I jeszcze jedno tytułem wyjaśnienia. Podczas tego pobytu w Turcji byłem razem z Rodziną – Żoną, Córką i Synem, więc musiałem godzić własne zachcianki i chęć poznawania świata z wypoczynkiem pasywnym lub, co się nam kilka razy udało, wspólnymi wycieczkami, czego akurat nie żałuję. Nieustannie bowiem bywam pod wrażeniem podróżników, którzy na wiele tygodni, ba miesięcy, potrafią się oderwać od naszej, często jakże szarej, rzeczywistości, i zaspokajać swoje ambicje kosztem rodziny. Poza tymi, ma się rozumieć, którzy jej nie mają. I nigdy nie wiem, czy mają tak wyrozumiałe rodziny, czy też nie to jest dla nich najważniejsze w życiu. No ale cóż, to jest mój wybór i tylko nie zawsze te kompromisy udają się tak, jak ja bym chciał. Albo jakby chciała Moja Rodzina.

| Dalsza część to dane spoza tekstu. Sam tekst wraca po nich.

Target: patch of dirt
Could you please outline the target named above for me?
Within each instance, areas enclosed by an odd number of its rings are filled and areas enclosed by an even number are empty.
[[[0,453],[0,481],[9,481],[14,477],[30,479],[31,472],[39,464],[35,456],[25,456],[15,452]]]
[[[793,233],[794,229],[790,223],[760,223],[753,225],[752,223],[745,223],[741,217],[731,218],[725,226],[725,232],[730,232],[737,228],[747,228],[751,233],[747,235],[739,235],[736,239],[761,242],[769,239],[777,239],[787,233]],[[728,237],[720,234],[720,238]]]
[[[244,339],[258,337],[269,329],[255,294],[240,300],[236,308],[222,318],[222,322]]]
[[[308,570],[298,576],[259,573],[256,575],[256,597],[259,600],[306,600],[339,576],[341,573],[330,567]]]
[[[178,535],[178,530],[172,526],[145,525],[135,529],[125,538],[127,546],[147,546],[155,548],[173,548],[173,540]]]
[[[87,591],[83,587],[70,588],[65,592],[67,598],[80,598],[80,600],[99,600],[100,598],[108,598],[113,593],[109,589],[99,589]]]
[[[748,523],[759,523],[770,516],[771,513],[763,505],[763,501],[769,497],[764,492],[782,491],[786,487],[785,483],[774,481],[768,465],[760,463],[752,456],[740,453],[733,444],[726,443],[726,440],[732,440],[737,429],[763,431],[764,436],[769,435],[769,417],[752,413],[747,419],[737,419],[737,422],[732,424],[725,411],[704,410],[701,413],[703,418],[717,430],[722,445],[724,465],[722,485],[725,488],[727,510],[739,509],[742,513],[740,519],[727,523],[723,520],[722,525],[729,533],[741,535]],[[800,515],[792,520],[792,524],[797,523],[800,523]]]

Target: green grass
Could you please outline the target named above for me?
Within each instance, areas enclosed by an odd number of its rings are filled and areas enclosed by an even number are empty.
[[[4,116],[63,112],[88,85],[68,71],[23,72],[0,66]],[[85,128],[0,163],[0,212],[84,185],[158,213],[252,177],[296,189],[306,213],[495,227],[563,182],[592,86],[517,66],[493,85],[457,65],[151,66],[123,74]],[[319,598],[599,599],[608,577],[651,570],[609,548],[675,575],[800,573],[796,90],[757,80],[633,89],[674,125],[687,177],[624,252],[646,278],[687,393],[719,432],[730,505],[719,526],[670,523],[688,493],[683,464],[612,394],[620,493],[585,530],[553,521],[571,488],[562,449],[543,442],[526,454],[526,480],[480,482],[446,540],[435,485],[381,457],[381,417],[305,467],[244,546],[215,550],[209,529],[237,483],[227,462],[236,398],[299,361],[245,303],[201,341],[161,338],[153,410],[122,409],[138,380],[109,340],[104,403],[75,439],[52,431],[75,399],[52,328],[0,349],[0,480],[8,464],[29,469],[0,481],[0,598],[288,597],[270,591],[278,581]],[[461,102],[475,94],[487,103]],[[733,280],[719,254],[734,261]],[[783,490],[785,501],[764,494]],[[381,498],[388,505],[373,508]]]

Poprzednie nasze rodzinne pobyty w Turcji odbywały się w sierpniu, i były to: Alania, a właściwie jej okolica (2 lata temu), w zeszłym roku okolice Side, a teraz spędziliśmy lipcowe 2 tygodnie w Beldibi, w regionie Kemer. I wreszcie uwolniliśmy się od pięciogwiazdkowych fabryk wypoczynku, od tych molochów, gdzie natrętni animatorzy nie dają spokoju, czego nie żałowaliśmy, a co polecam każdemu kto preferuje lub musi skorzystać z tego czy innego powodu właśnie z takiego typu wyjazdu rodzinnego.
Jaskinia
Do kanionu Göynuk wybrałem się ambitnie, jeszcze przed śniadaniem. Co ja piszę, jeszcze przed wschodem słońca. Chciałem zrobić rekonesans, czy warto ciągnąć tam dzieci, aby się zachwycały widokami. Widać miałem chyba objawy pomroczności jasnej i nie pomyślałem (lub zapomniałem), że ten kawałek przyrody jest skomercjalizowany. Tak więc powitała mnie zamknięta brama oraz wataha jazgotliwych piesków, które wybiegły przez dziurę w ogrodzeniu, obskoczyły mnie, pobrudziły swoimi łapami i ozorami, i w końcu zostawiły w spokoju kręcąc się wokół. Niestety, żadnej informacji, od której otwierają wrota, nie zauważyłem. Przez dziurę w ogrodzeniu bym się przecisnął, ale nie wiem, czy te pieski dalej by tak merdały ogonami czy wręcz przeciwnie. Wracać mi się nie chciało, więc postanowiłem ruszyć taką niby drogą oznaczoną czerwonymi strzałkami, która jest po prawej od bramy.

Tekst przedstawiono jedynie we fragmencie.